One of the quirks of chemistry is that we measure the bulk solution, but the reaction often happens on a surface - whether it's precipitation, dissolution, or catalysis.
While we usually calculate reaction rates based on the concentrations found in the bulk solution, in a case of a surface reaction, that's out where no reaction is happening! The equations for reaction rates empirically account for this in the constants, where the reaction rate is rolled together with the rate the reagents diffuse toward the surface to react and the rate the reaction products diffuse away from the surface and out of the way.
But in terms of designing a reaction, controlling it to get, say, the product we want instead of a byproduct if there are two possible reactions, or speeding it up or slowing it down, what happens at the surface can be key. And whether we watch or measure, knowing what happens at the surface is the first step toward changing what happens at the surface.
Of course, this isn't only about designer reactions. The new pH tip that measures within 0.1mm from the surface could help with things like learning what's actually happening on a rusting surface in terms of where acidity gets more concentrated and what effect that has both on how fast the metal rusts and where it rusts first and fastest.
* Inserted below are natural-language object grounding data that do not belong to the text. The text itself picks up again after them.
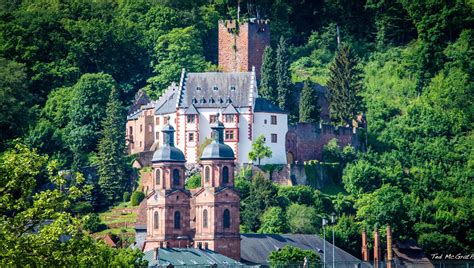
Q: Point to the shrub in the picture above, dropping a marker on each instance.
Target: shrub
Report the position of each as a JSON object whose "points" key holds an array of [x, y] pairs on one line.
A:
{"points": [[137, 198], [126, 196], [92, 223]]}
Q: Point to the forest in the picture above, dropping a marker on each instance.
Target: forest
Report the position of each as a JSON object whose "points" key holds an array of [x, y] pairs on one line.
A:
{"points": [[69, 70]]}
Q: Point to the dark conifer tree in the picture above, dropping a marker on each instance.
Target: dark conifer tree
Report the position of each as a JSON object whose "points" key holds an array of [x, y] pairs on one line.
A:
{"points": [[344, 86], [268, 77], [283, 79], [309, 110], [112, 150]]}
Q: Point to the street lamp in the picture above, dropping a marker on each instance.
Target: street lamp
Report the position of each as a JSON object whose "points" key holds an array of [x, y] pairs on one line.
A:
{"points": [[333, 221], [324, 242]]}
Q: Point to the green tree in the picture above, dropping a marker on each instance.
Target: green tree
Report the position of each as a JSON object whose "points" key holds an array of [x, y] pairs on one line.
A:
{"points": [[362, 177], [14, 99], [268, 80], [382, 207], [344, 87], [137, 198], [111, 155], [261, 196], [309, 109], [86, 114], [302, 219], [38, 221], [273, 221], [283, 79], [259, 150], [289, 256], [178, 49]]}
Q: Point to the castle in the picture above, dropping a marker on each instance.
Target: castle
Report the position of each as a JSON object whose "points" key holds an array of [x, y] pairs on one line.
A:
{"points": [[193, 102]]}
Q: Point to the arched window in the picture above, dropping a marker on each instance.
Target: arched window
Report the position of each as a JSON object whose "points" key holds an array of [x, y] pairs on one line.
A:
{"points": [[225, 174], [158, 177], [177, 220], [226, 218], [175, 177], [204, 218], [156, 220], [207, 173]]}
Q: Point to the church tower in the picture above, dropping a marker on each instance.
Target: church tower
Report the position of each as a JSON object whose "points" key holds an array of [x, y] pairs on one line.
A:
{"points": [[168, 204], [241, 45], [217, 203]]}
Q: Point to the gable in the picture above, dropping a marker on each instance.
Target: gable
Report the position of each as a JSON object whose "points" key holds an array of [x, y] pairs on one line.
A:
{"points": [[217, 90]]}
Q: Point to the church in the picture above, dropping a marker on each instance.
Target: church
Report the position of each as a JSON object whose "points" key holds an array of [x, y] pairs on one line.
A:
{"points": [[204, 218], [191, 105]]}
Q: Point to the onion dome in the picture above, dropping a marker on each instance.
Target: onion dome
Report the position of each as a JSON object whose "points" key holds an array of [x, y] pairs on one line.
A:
{"points": [[167, 152], [217, 149]]}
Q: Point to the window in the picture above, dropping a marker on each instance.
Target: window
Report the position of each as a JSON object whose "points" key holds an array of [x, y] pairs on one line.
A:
{"points": [[212, 119], [226, 219], [175, 177], [156, 220], [229, 118], [273, 119], [225, 174], [158, 177], [177, 220], [190, 118], [204, 219], [207, 174], [274, 138], [229, 135]]}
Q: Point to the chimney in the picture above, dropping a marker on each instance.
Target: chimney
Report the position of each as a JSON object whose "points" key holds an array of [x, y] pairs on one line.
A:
{"points": [[365, 252], [376, 248], [389, 247]]}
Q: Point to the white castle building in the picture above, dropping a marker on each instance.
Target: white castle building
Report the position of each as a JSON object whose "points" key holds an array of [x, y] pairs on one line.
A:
{"points": [[194, 103]]}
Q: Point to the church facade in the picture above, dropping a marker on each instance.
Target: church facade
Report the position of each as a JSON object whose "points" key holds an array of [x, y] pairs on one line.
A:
{"points": [[192, 103]]}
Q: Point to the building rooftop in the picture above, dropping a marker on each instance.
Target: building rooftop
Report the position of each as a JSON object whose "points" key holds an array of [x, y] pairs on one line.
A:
{"points": [[188, 257], [216, 89]]}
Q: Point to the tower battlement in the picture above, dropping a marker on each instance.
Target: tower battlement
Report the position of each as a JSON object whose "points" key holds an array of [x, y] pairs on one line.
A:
{"points": [[241, 45]]}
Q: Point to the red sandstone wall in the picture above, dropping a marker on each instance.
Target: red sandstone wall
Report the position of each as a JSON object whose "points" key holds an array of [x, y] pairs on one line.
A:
{"points": [[239, 52], [305, 141]]}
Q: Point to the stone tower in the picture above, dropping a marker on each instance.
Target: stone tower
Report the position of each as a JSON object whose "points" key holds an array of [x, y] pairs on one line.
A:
{"points": [[241, 45], [217, 203], [168, 204]]}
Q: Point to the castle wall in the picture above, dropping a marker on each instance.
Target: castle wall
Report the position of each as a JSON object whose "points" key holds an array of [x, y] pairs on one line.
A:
{"points": [[305, 141], [241, 46]]}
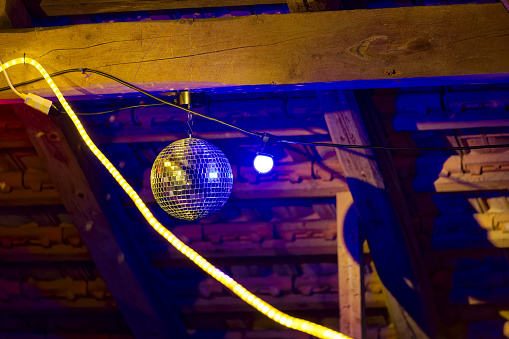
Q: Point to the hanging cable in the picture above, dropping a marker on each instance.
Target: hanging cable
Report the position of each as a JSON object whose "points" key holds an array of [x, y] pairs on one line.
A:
{"points": [[263, 307]]}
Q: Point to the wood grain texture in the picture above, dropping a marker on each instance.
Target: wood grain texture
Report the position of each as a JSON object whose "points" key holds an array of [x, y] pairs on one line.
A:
{"points": [[409, 298], [350, 275], [70, 7], [113, 260], [349, 49]]}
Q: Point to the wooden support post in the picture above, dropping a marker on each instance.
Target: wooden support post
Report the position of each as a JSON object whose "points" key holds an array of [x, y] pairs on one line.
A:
{"points": [[390, 243], [350, 276], [301, 6], [130, 281], [13, 14]]}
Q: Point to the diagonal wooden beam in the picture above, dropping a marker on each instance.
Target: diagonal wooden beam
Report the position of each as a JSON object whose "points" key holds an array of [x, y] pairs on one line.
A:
{"points": [[130, 281], [392, 47], [391, 242]]}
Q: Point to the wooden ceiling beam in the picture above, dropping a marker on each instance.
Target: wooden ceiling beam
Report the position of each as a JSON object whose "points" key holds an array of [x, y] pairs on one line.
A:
{"points": [[391, 47], [85, 7], [392, 243], [121, 266]]}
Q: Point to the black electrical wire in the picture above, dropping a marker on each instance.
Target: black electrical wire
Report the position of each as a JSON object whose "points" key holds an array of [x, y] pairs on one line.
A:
{"points": [[118, 109], [395, 148], [258, 135]]}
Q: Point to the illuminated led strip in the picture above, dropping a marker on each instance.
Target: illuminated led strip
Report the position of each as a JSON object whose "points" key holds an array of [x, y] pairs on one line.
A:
{"points": [[271, 312]]}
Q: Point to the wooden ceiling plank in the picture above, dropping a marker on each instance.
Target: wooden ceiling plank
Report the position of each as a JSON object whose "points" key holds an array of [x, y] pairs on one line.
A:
{"points": [[348, 49], [13, 14], [112, 254], [392, 251], [70, 7]]}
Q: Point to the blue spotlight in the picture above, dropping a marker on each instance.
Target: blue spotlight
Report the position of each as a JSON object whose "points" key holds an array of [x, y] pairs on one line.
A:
{"points": [[263, 162]]}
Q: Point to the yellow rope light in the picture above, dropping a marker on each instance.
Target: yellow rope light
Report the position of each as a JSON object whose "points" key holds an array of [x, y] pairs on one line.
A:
{"points": [[263, 307]]}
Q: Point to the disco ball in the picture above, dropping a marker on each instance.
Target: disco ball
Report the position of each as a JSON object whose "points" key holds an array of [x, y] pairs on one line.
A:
{"points": [[191, 179]]}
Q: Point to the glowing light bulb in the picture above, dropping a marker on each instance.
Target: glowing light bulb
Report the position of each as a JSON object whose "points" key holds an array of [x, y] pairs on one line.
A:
{"points": [[263, 163]]}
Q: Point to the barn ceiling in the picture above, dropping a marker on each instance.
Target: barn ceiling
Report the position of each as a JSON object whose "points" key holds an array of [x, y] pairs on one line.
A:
{"points": [[65, 265]]}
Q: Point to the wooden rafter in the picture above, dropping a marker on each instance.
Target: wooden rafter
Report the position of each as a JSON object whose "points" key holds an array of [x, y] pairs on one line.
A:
{"points": [[391, 242], [350, 268], [347, 49], [81, 7], [146, 311]]}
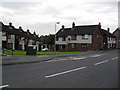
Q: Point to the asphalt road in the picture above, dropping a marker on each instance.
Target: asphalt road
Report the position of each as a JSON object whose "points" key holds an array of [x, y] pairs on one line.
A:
{"points": [[99, 70]]}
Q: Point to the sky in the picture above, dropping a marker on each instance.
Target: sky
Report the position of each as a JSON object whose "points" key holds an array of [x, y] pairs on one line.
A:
{"points": [[41, 15]]}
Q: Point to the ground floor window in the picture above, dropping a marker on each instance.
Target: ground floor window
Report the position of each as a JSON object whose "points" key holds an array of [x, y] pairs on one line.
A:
{"points": [[73, 45], [10, 45], [84, 45], [63, 46]]}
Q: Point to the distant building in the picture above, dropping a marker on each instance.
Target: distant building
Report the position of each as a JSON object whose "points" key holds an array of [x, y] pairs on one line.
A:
{"points": [[17, 39], [86, 37], [117, 34]]}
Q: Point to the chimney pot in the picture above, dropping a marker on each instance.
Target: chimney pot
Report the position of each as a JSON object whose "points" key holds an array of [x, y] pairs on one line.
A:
{"points": [[108, 29], [63, 27], [10, 24], [20, 27], [73, 25], [27, 30]]}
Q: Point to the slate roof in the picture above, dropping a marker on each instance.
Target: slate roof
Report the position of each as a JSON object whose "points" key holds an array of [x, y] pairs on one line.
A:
{"points": [[12, 30], [78, 30], [106, 33]]}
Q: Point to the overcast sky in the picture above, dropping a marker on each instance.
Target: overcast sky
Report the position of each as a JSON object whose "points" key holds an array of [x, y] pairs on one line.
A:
{"points": [[41, 15]]}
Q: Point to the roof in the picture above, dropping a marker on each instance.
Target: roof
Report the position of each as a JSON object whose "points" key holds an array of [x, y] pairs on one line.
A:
{"points": [[78, 30], [12, 30], [106, 33]]}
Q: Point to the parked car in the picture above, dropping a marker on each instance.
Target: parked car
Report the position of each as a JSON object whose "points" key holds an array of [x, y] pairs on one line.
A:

That isn't as flashy as the videos of molecules mid-reaction, but just as useful to science.
I was very interested to find out that videos of molecules have actually been around for a decade, even if the images were grainy. Depending on which of the two molecule imaging links above you click on, the researchers are using X-ray or electron beams instead of visible light to illuminate the molecules, because visible light has a wavelength too much longer than the size of the molecule. If the wave is longer than the object, it's just not going to reflect off of it in any useful way; it'll just wash over it instead.